According to Business Insider, 11 million users from the UK have had their data compromised in the data dump which saw details published online. Facebook have told Insider that the data had been scraped because of a vulnerability the company patched in 2019.
Although the data is a few years old, it could still be used by cyber-criminals to launch phishing attempts to obtain login credentials and other personal information from affected users. Take a look at our top tips to spot a phishing attack here.
With many of us still having the same usernames, phone numbers, and email addresses as we did in 2019, the data leak could still pose a threat to online safety. To check if your personal details have been leaked, visit Have I been Pwned and enter your email address that is associated with your Facebook account.
For businesses, the leak highlights the importance of protecting data, and should remind businesses of the implications of not complying with GDPR regulations – including substantial fines, damages to brand reputation, and the cost of recovery for mismanaging personal data. To help keep your data safe, we’ve compiled a list of top tips to help you prioritise data privacy.
Only collect what you really need – Make sure the personal data your business collects is stored safely and is used for legitimate business purposes that comply with GDPR rules and regulations. As GDPR rules apply to all personal data your business keeps, ensure your organisation has a documented data protection policy that is adhered to.

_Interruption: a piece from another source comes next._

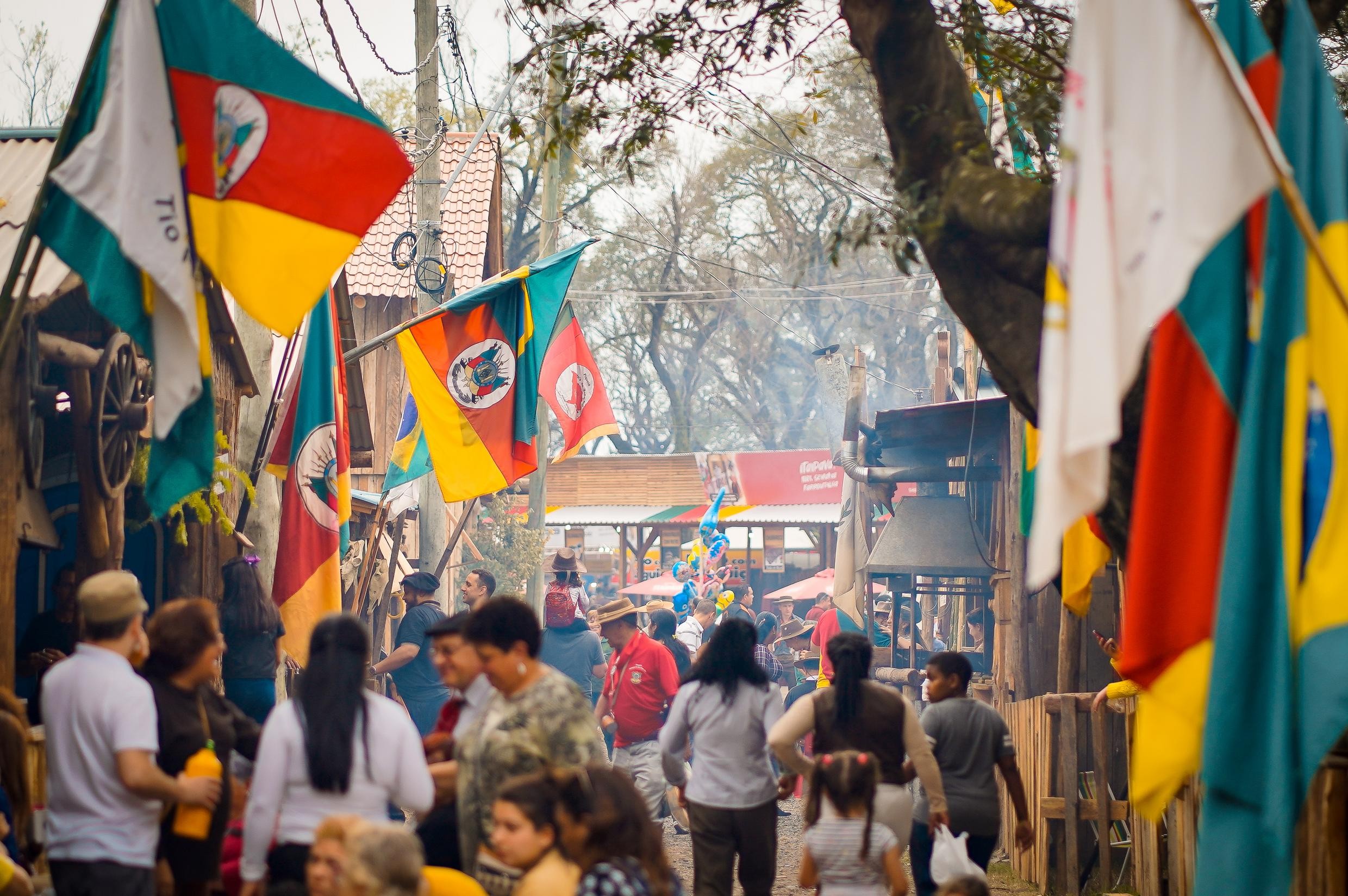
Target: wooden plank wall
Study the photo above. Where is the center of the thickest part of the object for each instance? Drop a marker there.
(386, 383)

Communicate with customers – Consumers have become increasingly aware of what data they share and how their personal information is being used. Communicating consistently and remaining transparent in the steps your business is taking to protect data will help to build trust with even the most sceptical customers, and show that you take data security seriously.

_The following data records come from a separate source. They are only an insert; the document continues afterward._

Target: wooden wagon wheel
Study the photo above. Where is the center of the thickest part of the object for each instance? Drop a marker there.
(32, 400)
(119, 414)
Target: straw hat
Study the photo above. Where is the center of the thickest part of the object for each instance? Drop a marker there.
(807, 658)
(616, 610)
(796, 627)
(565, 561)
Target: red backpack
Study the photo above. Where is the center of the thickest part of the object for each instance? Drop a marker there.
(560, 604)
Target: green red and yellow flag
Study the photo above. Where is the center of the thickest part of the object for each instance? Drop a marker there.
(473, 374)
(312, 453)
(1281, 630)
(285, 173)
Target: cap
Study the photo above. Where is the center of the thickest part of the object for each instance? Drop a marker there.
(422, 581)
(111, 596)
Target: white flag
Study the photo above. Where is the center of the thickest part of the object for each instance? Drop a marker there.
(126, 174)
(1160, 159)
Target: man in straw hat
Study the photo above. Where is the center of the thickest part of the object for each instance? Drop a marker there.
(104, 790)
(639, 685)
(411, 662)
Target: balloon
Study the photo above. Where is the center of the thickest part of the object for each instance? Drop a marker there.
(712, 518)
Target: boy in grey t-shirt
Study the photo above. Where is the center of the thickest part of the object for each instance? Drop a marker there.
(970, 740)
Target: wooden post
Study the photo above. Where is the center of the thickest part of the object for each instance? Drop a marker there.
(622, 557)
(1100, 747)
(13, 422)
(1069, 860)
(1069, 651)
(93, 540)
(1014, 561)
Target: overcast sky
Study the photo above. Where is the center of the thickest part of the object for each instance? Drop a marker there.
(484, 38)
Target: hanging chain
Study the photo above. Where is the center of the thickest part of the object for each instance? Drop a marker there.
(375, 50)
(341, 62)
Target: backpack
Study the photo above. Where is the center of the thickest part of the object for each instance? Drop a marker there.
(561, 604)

Staff training and awareness – By educating employees on best privacy protection practices, including how to correctly report incidents, future breaches can be avoided, and current data protection strategies can be improved to ensure GDPR compliance.
Use long and strong passwords – To access customer and client data, we recommend using a long and strong password over 12 characters to help keep your data safe. Take a look at our handy guide to creating strong passwords here.
2FA/Multi-factor authentication – MFA provides an additional layer of security that requires users to verify their identity before access to business accounts is granted. Implementing MFA can help businesses to protect their data, and ensure it doesn’t fall into the wrong hands, in the event that passwords are guessed or compromised.